Public Health Ontario rejected his claims and said they were merely promoting discourse, after receiving more than 4,400 submissions during an “Open Comments” initiative that launched last week. POHO spokesperson Julie Essenden tells Fox News that through the initiative, they will use “a number of different forms of communication to achieve their own goals,” including social media platforms, leaflets, and in person presentations to schools.
Izzy Fichman, POHO vice-chair, responded to an online comment from an expert using the hashtag #snobbyangels, which she has since removed.
“I see we have several experts commenting here and I think it is a little unfortunate that they don’t live up to what they say. Some of them are just loud voices.
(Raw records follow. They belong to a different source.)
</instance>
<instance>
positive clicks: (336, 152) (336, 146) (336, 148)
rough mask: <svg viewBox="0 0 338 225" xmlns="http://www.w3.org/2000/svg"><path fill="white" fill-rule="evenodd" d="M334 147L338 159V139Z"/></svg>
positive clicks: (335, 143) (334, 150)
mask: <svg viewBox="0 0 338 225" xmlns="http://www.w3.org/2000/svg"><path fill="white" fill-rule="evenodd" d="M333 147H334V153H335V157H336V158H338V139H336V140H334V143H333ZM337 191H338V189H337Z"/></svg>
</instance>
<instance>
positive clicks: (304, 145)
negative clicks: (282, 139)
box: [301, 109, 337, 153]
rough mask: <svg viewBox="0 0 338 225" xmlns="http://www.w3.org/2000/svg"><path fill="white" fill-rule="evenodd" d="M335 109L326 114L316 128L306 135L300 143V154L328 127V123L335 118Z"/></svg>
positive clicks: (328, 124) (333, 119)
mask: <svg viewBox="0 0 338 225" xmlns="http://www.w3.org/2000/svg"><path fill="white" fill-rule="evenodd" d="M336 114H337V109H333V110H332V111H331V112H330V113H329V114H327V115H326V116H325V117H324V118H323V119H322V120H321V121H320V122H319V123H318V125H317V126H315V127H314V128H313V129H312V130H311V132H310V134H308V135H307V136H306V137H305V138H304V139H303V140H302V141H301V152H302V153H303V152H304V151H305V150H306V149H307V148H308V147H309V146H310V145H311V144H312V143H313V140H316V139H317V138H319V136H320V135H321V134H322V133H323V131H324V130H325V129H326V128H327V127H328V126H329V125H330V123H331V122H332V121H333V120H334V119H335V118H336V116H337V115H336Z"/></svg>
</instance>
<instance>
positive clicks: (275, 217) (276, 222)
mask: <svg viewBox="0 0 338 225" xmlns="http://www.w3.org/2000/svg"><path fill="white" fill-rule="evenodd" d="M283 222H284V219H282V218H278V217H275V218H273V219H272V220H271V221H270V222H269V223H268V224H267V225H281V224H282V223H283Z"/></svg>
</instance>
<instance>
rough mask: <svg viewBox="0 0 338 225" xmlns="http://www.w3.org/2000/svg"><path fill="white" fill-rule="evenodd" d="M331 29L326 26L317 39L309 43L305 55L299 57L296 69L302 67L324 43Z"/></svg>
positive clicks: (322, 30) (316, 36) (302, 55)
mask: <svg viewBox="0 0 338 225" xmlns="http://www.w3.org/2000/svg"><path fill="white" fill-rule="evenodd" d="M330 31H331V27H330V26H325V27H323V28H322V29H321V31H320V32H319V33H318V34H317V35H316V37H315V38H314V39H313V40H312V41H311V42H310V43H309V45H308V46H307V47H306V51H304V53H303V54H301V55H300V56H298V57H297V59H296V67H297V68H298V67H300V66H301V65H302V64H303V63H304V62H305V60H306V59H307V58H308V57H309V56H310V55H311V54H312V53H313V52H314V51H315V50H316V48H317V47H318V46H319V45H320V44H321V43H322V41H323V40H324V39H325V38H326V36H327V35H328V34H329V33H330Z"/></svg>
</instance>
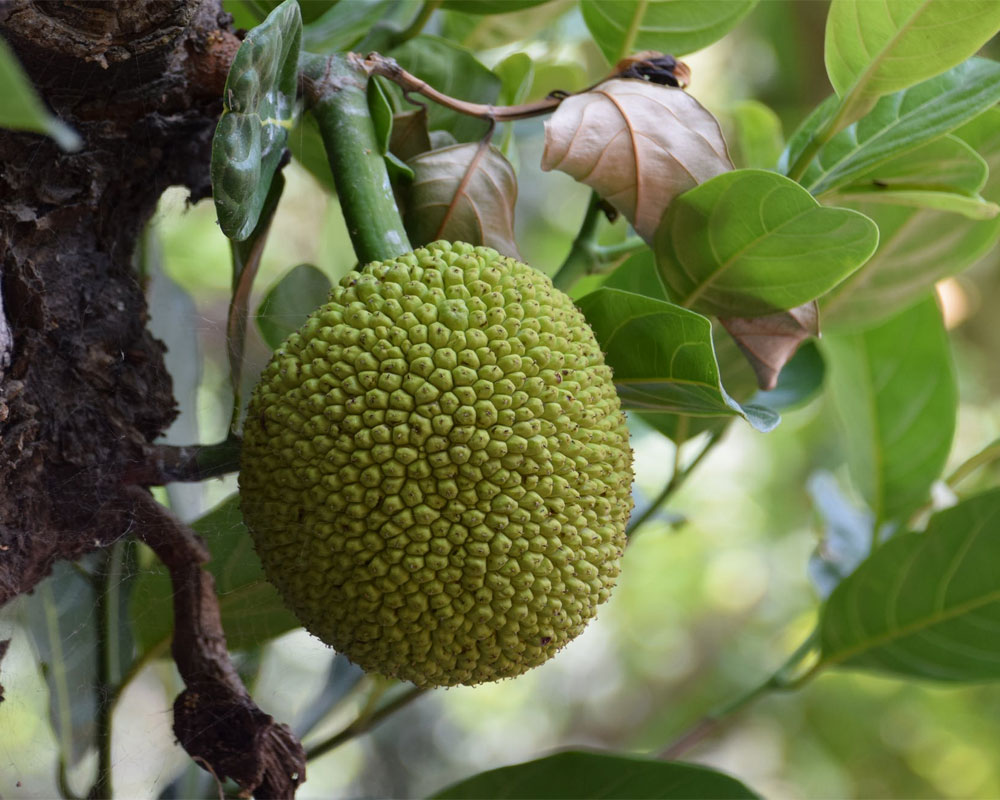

It doesn’t mean that they’re not right,” she said.
Fichman adds that her committee was in consultation with other agencies about the program, including the Canadian Food Inspection Agency, but did not try to contact BPI directly.
They told BPI in advance they were going to give the meat to schools, so it would be very clear what was going on. “So it was actually never an issue of trying to hide anything. It was just trying to promote dialogue,” she said.
E. coli-tainted hamburger was the focus of a U.S. Public Health Alert issued in April. More than 30 people have been infected with a strain of E. coli called serogroup B Heidelberg E. coli, the Centers for Disease Control and Prevention announced.
The CDC urged people not to eat this beef. Any person who has eaten this beef, including consumers, and has diarrhea within two days of the last eating event should see a health care provider.